What a good drill announcement looks like
Green flags when reading:
- True width is disclosed for each intercept
- Long sections and plan view diagrams included
- Multiple holes, in step-out configuration, all showing economic intercepts
- Grade continuity along strike and at depth, not just one bonanza pod
- Geological description matches a known deposit model
- JORC Table 1 is detailed and consistent with prior announcements
- Assay table provided as an appendix
- Independent CP signs off
- Drilling type explicitly stated (step-out vs infill vs exploration)
- Forward plan section identifies the next batch of catalysts
When you see all of that, you're looking at a serious result.
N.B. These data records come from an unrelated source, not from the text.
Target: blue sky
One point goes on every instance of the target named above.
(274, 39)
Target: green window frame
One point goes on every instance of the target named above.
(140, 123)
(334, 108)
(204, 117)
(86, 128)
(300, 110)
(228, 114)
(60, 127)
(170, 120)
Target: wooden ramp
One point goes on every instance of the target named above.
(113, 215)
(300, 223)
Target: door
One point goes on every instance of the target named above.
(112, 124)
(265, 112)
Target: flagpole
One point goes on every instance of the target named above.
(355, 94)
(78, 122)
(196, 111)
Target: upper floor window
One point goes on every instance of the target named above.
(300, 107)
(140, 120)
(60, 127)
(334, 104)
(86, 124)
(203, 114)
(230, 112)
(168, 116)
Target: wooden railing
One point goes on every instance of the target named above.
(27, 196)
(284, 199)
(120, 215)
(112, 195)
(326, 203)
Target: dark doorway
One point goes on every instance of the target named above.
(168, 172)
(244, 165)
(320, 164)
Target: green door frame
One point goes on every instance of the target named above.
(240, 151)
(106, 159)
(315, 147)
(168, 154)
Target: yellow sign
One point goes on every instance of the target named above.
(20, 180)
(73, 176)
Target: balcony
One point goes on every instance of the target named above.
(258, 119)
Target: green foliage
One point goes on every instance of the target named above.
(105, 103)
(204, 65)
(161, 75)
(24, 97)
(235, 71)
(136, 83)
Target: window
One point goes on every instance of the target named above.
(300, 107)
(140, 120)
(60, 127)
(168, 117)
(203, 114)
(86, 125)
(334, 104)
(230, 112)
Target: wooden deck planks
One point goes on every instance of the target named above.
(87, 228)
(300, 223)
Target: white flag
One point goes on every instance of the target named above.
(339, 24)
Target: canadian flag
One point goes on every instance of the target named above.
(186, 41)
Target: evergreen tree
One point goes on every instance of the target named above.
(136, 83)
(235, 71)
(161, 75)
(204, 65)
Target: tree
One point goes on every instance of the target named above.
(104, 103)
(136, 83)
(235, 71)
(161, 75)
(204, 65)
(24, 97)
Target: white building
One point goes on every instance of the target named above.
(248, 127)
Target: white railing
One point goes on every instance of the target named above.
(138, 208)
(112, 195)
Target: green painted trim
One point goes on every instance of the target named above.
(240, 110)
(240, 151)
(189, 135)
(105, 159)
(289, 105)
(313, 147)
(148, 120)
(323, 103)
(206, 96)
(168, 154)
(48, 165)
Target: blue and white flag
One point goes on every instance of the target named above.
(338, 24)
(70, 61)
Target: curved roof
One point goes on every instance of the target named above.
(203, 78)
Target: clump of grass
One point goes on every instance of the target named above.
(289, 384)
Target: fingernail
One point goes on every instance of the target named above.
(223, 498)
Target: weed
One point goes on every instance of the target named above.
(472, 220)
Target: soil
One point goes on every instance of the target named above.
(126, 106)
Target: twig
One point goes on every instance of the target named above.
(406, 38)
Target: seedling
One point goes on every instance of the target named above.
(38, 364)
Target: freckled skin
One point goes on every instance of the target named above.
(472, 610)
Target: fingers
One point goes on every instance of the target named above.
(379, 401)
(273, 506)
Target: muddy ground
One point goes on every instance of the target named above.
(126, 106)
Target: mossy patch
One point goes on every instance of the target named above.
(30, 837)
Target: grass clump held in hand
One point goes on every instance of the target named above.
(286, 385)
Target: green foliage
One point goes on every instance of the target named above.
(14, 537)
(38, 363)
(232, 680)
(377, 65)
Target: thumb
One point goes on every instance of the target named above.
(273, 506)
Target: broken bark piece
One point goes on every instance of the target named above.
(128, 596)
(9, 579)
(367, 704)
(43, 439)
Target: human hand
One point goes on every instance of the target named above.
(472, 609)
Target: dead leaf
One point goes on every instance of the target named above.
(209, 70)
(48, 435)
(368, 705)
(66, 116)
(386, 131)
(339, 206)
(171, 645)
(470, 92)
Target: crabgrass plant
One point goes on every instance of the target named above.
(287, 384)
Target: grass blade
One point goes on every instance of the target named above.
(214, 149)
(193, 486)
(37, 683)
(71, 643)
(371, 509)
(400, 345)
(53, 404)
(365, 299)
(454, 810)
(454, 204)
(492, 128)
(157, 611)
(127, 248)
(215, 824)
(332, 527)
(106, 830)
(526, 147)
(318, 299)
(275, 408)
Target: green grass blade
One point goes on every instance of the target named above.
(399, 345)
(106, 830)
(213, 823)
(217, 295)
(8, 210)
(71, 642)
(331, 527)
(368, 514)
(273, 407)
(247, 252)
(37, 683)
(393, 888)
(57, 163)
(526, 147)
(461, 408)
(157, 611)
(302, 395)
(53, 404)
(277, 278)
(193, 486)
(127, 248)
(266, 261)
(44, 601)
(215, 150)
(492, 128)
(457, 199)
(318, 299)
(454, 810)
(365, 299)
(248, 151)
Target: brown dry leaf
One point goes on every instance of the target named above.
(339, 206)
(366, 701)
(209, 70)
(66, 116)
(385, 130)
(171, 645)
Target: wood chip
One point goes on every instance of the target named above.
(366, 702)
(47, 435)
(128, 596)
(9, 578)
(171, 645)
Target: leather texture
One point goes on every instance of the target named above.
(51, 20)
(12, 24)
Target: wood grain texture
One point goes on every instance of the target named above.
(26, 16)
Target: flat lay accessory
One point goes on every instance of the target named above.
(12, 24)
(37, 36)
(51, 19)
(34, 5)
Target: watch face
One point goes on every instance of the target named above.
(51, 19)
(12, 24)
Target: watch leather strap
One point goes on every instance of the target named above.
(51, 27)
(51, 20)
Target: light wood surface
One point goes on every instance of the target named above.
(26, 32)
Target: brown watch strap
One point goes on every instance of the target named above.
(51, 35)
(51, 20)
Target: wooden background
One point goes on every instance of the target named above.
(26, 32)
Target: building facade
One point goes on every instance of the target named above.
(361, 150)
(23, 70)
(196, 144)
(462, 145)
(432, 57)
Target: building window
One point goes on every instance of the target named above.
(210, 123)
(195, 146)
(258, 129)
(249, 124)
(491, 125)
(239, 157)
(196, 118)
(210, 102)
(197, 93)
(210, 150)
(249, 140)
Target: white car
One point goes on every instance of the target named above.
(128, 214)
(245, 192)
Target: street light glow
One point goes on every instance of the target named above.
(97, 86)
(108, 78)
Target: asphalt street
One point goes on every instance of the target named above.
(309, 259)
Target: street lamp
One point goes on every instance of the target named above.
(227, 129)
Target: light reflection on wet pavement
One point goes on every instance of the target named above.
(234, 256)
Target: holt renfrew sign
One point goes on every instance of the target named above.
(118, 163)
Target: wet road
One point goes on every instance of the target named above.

When you see "up to" headlines, no diagrams, and one big intercept with everything else "pending", treat the announcement as marketing.
A practical reading checklist
For every drill result announcement, answer:
- What type of drilling produced this intercept — grade control, infill, step-out, or exploration?
- What's the headline intercept in g·m?
- What's the true width vs down-hole length?
- Is the headline a single hole or multiple holes?
- Where does the hole sit — inside the existing resource boundary or outside?
- What's the high-grade core stripped out, vs the parent interval?
- Are there any single-metre assays driving the average?
- How many holes from the program are still pending? Why?
- Does the body of the announcement substantively support the headline, or does it walk it back?
- Does the geology match the deposit model the company is selling?
You will be ahead of 95% of retail if you do this for every announcement on every stock you hold.
Pre-event positioning patterns
The drill result trade is well-known and well-played:
- Pre-drilling ramp: SP runs as the market positions for assays, often 20–100% above pre-news levels.
- Assay window: depending on lab queues and program size, results can take weeks. SP often peaks 1–5 days before the actual announcement as insiders/anticipators take profit.
- Sell the news: even good results often see a SP fade because the "best case" was already priced in.
- Surprise upside: genuinely exceptional holes (200+ g·m for gold) trigger fresh leg up because they exceeded the priced-in best case.
Don't confuse "good drill result" with "good trade". The trade depends on what was already priced in.
What I'm uncertain about
- Lab turnaround times have varied considerably with commodity cycle activity (gold/lithium booms cause queue delays). A "results expected in 4 weeks" guidance can stretch to 8+ weeks during peak cycles.
- ASX continuous disclosure thresholds for what constitutes price-sensitive vs not have been refined a few times — companies retain meaningful discretion in batching results.
- The drilling-type taxonomy above is conventional but the boundaries are fuzzy. A "step-out" hole at 30m beyond the boundary is still partially confirming continuity rather than testing entirely new ground. Use the framework as a guide to reading announcements, not as a hard classification.